Published online Jan 21, 2022. doi: 10.3748/wjg.v28.i3.290
Peer-review started: June 3, 2021
First decision: July 27, 2021
Revised: August 12, 2021
Accepted: January 6, 2022
Article in press: January 6, 2022
Published online: January 21, 2022
Processing time: 223 Days and 20.2 Hours
Viral hepatitis infections are a great burden in children who have received liver transplant. Hepatotropic viruses can cause liver inflammation that can develop into liver graft fibrosis and cirrhosis over the long term. Immunological reactions due to viral hepatitis infections are associated with or can mimic graft rejection, rendering the condition difficult to manage. Prevention strategies using vaccinations are agreeable to patients, safe, cost-effective and practical. Hence, strategies to eliminate viral hepatitis A and B focus mainly on immunization programmes for children who have received a liver transplant. Although a vaccine has been developed to prevent hepatitis C and E viruses, its use is not licensed worldwide. Consequently, eliminating hepatitis C and E viruses mainly involves early detection in children with suspected cases and effective treatment with antiviral therapy. Good hygiene and sanitation are also important to prevent hepatitis A and E infections. Donor blood products and liver grafts should be screened for hepatitis B, C and E in children who are undergoing liver transplantation. Future research on early detection of viral hepatitis infections should include molecular techniques for detecting hepatitis B and E. Moreover, novel antiviral drugs for eradicating viral hepatitis that are highly effective and safe are needed for children who have undergone liver transplantation.

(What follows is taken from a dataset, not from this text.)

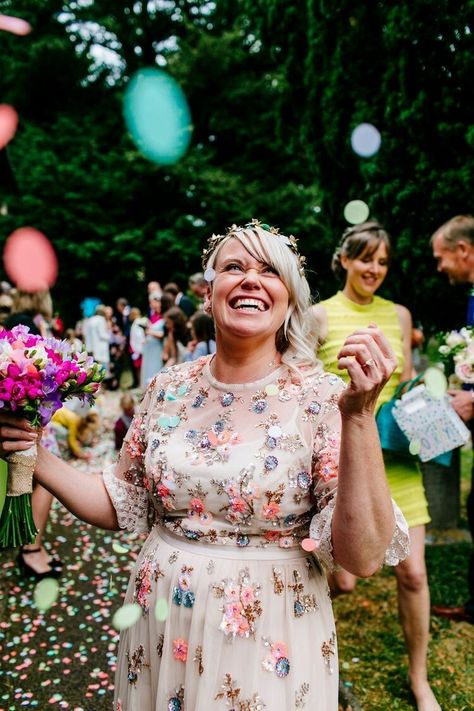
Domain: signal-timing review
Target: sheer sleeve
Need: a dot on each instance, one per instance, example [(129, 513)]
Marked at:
[(325, 476), (126, 481), (325, 468)]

Core Tip: Viral hepatitis infections are a great burden for pediatric liver transplant recipients. Strategies to prevent infection include immunization, good sanitation and screening donor blood products and liver grafts for hepatitis B, C and E. In children infected with viral hepatitis who have received a liver transplant, early detection is crucial to guide proper management, as the infection can mimic or cause graft rejection. Effective antiviral therapy should be initiated when treating children with hepatitis B and C. Patients infected with hepatitis B who have undergone successful viral eradication should be revaccinated to maintain high hepatitis B surface antibodies to guarantee immunoprotection.